A new book, “Who’s Your Gladys? How to Turn Even the Most Difficult Customer into your Biggest Fan” (AMACOM Books, New York, $22.95) may provide an excellent resource for claim adjusters and managers who want to deliver excellent customer service.  Admittedly, this book was not named necessarily with insurance or claims people in mind.  Nevertheless, the ideas contained in this book can be applied by claim professionals to improve their level of customer service toward policyholders, claimants, and other vital business partners and constituencies.  “Gladys” is an archetype, a term for any challenging and difficult customer.  I suspect that every claims professional has had many Gladys’ in their lives!

“Who’s Your Gladys?” is co-authored by Marilyn Suttle and Lori Jo Vest.  Both are trainers annex first in customer service.

Consider picking up a copy of “Who’s Your Gladys?”, reading it, and having your claim staff do the same!

“Junior Fees for Junior Lawyers?”

August 15, 2009

An interesting article appears in the latest issue of Business Week (August 24 & 31, 2009, p. 24) titled “Junior Fees for Junior Lawyers.”  Apparently some law firms are rethinking both their billing structures and their orientation and training programs for young associates.  Some firms, such as Howrey, put new law school graduates into a two-year training program that caps their rates at about $75 an hour and also limits the amount of hours they can bill their first and second years.  (They have also cut starting salaries from $160,000 to “only” $125,000.)  Drinker Biddle has apparently also launched such a program.

This may come as a welcome development to both insurance companies and corporate buyers of legal services who have long been fed up with paying $200 an hour or more for “baby lawyers” to learn on-the-job while handling an assignment, perhaps handling it inefficiently.

Of course, one swallow does not make a spring; two law firms does not make a trend, but in an era of tightening belts and budgets, insurance companies and corporate buyers of legal services (like risk managers) may applaud such nascent developments and encourage their own firms to consider the same.

“Junior fees for junior lawyers?”  What a radical idea!

“Due to an unusually high call volume …”

August 13, 2009

“Due to an unusually high call volume . . .”

What a bunch of BS!

I’m always skeptical when I call any business number and I get a recording telling me that my wait time is going to be prolonged because of an “unusually high call volume.” Sure!! Call me a skeptic.
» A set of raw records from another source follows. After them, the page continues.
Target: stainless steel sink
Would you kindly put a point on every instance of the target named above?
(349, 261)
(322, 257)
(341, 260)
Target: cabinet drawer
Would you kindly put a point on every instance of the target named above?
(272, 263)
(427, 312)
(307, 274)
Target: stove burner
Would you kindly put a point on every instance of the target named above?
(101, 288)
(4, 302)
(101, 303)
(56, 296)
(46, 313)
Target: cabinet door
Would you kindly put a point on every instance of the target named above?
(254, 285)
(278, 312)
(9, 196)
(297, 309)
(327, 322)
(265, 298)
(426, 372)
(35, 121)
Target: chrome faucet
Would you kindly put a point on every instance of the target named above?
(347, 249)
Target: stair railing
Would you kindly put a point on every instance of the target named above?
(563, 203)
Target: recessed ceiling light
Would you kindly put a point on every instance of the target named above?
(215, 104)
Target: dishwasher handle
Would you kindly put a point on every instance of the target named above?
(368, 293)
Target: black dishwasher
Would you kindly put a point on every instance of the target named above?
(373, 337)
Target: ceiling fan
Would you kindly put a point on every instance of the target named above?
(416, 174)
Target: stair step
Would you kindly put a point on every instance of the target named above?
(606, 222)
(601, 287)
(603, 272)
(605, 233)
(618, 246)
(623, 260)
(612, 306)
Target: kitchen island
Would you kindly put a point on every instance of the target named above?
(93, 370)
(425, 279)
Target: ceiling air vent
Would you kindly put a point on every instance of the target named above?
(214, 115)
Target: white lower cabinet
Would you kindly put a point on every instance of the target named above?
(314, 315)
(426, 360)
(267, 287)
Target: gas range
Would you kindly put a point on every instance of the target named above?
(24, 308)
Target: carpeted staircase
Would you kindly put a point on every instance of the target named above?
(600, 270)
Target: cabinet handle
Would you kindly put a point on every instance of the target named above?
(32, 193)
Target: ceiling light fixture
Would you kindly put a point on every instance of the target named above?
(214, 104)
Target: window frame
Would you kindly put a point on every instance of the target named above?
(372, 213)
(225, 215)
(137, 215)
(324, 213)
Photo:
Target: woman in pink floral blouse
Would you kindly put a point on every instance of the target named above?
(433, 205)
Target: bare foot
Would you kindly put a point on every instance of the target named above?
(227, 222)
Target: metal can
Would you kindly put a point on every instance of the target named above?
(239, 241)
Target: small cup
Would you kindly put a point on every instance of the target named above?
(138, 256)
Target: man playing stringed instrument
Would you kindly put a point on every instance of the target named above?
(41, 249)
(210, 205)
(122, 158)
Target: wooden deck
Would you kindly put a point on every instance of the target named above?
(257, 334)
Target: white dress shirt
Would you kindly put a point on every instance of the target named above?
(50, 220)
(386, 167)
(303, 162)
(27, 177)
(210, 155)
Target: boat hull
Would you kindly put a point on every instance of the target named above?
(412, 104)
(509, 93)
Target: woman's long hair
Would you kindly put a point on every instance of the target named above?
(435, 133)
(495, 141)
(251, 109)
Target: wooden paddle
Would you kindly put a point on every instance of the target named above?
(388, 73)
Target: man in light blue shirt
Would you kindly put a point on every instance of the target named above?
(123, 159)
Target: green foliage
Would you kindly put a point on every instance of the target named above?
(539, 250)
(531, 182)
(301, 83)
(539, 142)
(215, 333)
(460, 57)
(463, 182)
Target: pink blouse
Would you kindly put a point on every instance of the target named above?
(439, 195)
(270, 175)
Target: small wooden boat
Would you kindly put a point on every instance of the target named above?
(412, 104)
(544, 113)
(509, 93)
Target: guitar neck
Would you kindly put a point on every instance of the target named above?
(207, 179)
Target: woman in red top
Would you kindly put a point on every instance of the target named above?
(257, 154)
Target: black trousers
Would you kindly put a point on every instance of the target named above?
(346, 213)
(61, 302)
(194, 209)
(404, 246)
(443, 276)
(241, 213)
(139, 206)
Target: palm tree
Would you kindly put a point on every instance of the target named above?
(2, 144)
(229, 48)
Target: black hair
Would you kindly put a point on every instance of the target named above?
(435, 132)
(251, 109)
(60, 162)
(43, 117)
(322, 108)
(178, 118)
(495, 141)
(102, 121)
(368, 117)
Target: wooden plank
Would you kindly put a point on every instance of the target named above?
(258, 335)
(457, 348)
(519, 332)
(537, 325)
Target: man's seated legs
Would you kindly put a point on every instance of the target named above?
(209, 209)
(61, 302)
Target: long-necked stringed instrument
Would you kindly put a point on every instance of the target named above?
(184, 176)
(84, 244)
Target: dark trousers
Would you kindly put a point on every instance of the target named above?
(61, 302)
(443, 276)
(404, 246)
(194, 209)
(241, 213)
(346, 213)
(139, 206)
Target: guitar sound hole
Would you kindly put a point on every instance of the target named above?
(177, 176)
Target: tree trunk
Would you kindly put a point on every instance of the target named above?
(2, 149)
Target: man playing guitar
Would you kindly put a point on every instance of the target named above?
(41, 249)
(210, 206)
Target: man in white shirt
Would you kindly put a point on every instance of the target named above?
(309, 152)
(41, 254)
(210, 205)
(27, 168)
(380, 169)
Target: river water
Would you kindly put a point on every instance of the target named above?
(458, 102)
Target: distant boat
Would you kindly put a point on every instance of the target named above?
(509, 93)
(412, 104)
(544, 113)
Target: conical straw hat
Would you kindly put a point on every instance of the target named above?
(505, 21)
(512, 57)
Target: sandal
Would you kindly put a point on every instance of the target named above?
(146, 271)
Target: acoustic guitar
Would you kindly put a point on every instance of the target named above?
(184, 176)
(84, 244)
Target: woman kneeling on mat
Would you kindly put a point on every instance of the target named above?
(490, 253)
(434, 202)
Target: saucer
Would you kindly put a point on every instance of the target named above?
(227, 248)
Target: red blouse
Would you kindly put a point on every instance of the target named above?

Especially, when you call in and every time the default mode is a recording talking about “an unusually high call volume.”

(Dude, if you always have a high call volume it’s not unusual!)

Methinks this is simply a way to hold off customers. It’s cheaper to make customers camp on hold that it is to hire adequate staff to man the phones. Just like commercial airlines. It’s easier to tell passengers to show up at the airport 90 minutes ahead of time than it is to hire sufficient customer service people to process tickets, luggage, etc. It’s all about them saving money, not about customer service.

Take a look at your own claim office or operation. Are callers met with a recording? Does the recording set them up for anticipated delays by referring to “an unusually high call volume?”

What message does that send about your commitment to customer service?